I know they can charge income tax for it. I don't think that is right, but that is between me and the sixteenth amendment. I would assume he was trying to get the payments under the table, hand to hand transactions in the East. Since that kind of stuff happens there every day, I'm sure they know their ways around it. I would think this is the area "legal" would come into the picture. Evading income taxes. Since these taxes are supposed to be used for things like defense at the national level and services at the state level, if he is living in Singapore and not the USA, I fail to see why he should be paying for services he is essentially not receiving. The government has no problem stealing from people, but like I said, that is another issue entirely.
On to the Apple versus employee issue. In all my classes on ethics, this is by far the lowest level I've ever seen fiduciary duty extended to. I've rarely seen anyone apply it below C level management (outside of certain financial industry positions). Not to say that it can't be... just that the further you go with it the more people will reject the idea of it.

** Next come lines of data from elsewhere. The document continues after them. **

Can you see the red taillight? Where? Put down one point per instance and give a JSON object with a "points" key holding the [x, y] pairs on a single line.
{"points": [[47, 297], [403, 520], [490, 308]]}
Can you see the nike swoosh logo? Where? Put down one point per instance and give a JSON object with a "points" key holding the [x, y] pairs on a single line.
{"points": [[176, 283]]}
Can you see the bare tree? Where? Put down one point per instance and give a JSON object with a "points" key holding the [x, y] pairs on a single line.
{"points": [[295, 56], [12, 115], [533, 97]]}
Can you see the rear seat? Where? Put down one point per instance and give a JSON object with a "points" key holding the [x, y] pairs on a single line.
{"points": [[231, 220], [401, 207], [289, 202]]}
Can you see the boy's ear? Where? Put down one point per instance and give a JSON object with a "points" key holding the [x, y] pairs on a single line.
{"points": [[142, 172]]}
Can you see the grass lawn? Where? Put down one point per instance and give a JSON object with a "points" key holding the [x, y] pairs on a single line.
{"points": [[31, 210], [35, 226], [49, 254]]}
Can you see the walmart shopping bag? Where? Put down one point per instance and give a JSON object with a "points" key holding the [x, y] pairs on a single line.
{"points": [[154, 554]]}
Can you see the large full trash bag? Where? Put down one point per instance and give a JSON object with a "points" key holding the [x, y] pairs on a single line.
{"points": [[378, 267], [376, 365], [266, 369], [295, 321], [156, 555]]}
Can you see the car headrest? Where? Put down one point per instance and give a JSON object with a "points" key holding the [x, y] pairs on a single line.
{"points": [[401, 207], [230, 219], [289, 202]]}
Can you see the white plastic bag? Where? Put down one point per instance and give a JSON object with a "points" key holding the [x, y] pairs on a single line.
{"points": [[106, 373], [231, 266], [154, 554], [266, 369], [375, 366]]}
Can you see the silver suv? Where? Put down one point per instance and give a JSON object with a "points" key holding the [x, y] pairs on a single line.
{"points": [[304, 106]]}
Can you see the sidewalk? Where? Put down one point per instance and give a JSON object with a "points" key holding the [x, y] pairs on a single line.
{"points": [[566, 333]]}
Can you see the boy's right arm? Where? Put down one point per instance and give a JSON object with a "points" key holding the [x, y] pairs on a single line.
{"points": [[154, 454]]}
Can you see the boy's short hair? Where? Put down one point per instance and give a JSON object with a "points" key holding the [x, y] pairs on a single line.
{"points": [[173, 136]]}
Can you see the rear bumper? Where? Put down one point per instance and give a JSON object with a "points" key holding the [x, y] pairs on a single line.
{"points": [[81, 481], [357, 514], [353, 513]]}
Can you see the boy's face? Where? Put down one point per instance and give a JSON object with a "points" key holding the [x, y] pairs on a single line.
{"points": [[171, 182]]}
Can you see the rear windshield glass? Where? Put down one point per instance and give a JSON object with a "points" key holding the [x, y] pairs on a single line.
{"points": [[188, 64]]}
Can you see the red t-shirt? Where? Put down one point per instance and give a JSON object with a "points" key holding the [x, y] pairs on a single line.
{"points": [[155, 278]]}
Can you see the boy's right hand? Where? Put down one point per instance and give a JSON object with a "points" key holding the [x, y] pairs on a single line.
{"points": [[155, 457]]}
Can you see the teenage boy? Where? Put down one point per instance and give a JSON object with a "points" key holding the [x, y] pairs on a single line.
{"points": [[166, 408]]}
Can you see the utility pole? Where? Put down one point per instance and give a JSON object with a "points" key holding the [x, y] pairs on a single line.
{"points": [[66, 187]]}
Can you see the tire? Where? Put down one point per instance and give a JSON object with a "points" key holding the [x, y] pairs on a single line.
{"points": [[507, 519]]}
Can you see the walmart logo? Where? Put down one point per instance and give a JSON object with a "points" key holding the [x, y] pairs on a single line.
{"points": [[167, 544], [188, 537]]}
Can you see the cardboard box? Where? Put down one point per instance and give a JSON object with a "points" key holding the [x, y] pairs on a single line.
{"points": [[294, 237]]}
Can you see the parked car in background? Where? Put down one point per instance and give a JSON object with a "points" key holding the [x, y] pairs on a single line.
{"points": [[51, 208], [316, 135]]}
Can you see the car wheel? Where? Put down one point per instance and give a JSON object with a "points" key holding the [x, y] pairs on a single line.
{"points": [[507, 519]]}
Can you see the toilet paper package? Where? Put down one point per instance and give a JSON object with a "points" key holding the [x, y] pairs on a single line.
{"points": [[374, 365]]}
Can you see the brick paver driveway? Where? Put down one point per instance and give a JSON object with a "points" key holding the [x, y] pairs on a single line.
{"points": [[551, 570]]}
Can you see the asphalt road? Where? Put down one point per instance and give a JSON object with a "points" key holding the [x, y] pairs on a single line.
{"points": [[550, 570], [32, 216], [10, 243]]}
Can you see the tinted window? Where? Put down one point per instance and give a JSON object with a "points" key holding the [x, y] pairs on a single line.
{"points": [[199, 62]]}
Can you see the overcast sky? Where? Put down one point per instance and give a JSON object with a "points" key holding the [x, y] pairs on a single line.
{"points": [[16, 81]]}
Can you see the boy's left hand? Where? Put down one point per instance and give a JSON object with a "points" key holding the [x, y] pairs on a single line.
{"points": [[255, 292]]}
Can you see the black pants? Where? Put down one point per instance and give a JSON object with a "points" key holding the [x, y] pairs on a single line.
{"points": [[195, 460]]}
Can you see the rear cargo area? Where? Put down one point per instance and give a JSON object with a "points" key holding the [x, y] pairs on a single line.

It sounded like he was giving information to suppliers, not vendors or competitors. Apple is well known for exploiting the supply market. For example, they would buy lots of flash memory and force their suppliers to open more fabrication facilities to meet demand. When they were planning a new iPod, they would suddenly stop buying memory so that the prices would plummet due to excess supply. Once the price got low enough, they would buy a ton of it again in order to reduce their costs and boost their profit margins. If this employee was blowing in Apple to prevent Apple from using that tactic, ethically I have no problem with his actions.
Either way, Apple found out, they fired him. His name is in the press now and it should essentially make him unable to get hired by anyone. That's where, in my opinion, this should end. Business is business, the market will sort it out by keeping him unemployed. He sold his job and reputation for $1M. So what now, Apple is going to sue him for all the money and he'll end up being supported by the American taxpayer for the rest of his life? How is that a more ethical or better situation?
Then again, we know nothing of his contract. There is probably some section that covers this. If he agreed to a contract then it becomes his fault for being immensely stupid. But still, we'll all end up supporting him when he goes broke and is unemployed... all so Stevey J has more cash to roll around in.